Despite Gilmore Girls’ continued popularity on streaming platforms like Netflix, show star Lauren Graham hasn’t seen many residual checks arrive in her mailbox.
“There really are no residuals on Netflix,” Graham, 58, said with a laugh on the Wednesday, March 18, episode of Jimmy Kimmel Live!. “Sorry, but I’ve been paid in love.”
Graham starred as fast-talking single mother Lorelai Gilmore on The WB’s Gilmore Girls from 2000 to 2007. The seven-season dramedy chronicled Lorelai’s home life with her teenage daughter, Rory (Alexis Bledel), in the quirky small town of Stars Hollow, Connecticut. At the same time, Lorelai navigated her own estrangement from parents Emily and Richard (played by Kelly Bishop and Edward Hermann). Almost the entire cast, except for the late Hermann, later reunited for a 2016 limited-episode revival on Netflix.
Residuals are the monetary stipends sent to show actors whenever a TV series airs in syndication in the years after production wrapped. After SAG-AFTRA went on strike amid a fight for fair streaming residuals in 2023, many stars have since shared the receipts of their checks, claiming that they only receive pennies per episode.
While Gilmore occasionally airs on cable channels, it’s also streaming via Netflix and Hulu.
“I will say [the enduring fandom] can be strange at times because, on one hand, people are starting to say, like, ‘You raised me,’ and I’m like, ‘I hope there were other adults involved,’” Graham said during a February appearance on The Tonight Show Starring Jimmy Fallon. “And then, on the other hand, people are like, ‘I just have the show on in the background. It puts my dog to sleep, We’re not even listening anymore. It’s just on, like, background music.’”

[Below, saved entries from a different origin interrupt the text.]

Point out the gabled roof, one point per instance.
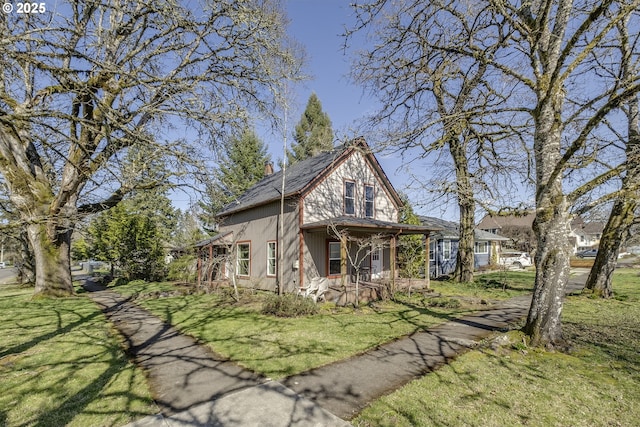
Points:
(303, 175)
(451, 230)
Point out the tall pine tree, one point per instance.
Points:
(313, 133)
(242, 164)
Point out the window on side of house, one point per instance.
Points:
(368, 201)
(334, 258)
(482, 247)
(271, 258)
(244, 259)
(349, 198)
(446, 249)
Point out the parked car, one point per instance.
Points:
(589, 253)
(516, 259)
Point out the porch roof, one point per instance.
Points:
(368, 225)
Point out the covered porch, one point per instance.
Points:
(350, 251)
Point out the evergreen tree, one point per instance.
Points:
(131, 241)
(242, 164)
(313, 133)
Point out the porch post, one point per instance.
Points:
(427, 270)
(392, 259)
(343, 260)
(210, 269)
(199, 267)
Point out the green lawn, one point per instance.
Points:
(61, 364)
(279, 347)
(597, 384)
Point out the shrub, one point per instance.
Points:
(288, 305)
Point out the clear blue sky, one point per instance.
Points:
(318, 26)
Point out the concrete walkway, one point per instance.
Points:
(193, 386)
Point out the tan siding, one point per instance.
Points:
(326, 199)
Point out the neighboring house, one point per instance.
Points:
(518, 228)
(443, 246)
(343, 192)
(583, 235)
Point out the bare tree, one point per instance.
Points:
(431, 70)
(623, 212)
(544, 59)
(84, 82)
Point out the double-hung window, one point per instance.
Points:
(349, 198)
(271, 258)
(334, 258)
(482, 248)
(446, 249)
(368, 201)
(244, 259)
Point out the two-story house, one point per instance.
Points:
(333, 202)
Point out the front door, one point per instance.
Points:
(376, 264)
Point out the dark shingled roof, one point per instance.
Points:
(298, 177)
(451, 230)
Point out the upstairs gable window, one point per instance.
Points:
(368, 201)
(349, 198)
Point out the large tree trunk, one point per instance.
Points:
(613, 236)
(623, 211)
(552, 273)
(551, 228)
(465, 256)
(52, 254)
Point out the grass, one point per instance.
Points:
(277, 346)
(490, 286)
(597, 384)
(61, 364)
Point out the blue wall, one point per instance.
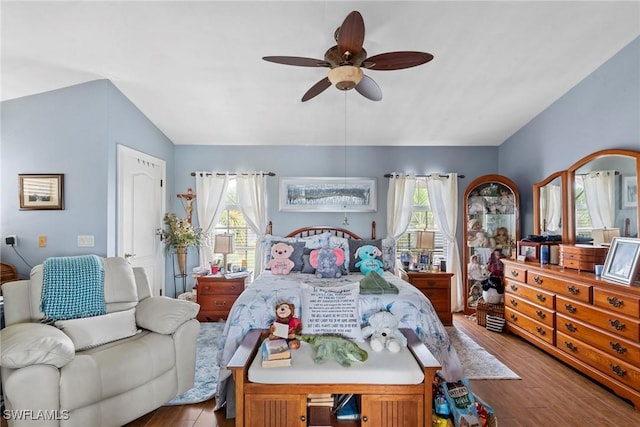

At the time, Graham gushed that playing Lorelai on Amy Sherman-Palladino’s network hit was “the best part I ever had.”
“I love doing it, and I think it was a really wonderful [experience],” the Z Suite star gushed. “It’s just that thing where it was the perfect material at the perfect time with the perfect writer — and it just means so much to me.”
While Graham would always return home to Stars Hollow for another batch of episodes, she has complicated feelings about continuing the story.
“How do you honor those people who have kept [Gilmore Girls] alive?” Graham asked former Parenthood costar Dax Shepard on the March 10 episode of his “Armchair Expert” podcast. “Is it giving them more? Is it doing what Reese Witherspoon is doing with Legally Blonde, Elle the prequel? Is this a Captain Marvel multiverse where you wanna follow whoever? Or do you try to go back?”
She added, “I always say — it’s not me trying to get out of the question — it is literally what I could picture given everyone’s lives and schedules is [a] Christmas movie. Because that’s what I think the Brits do so well with their beloved shows … You get the Christmas special. It’s not [multiple] episodes, but it’s seeing all your friends together again.”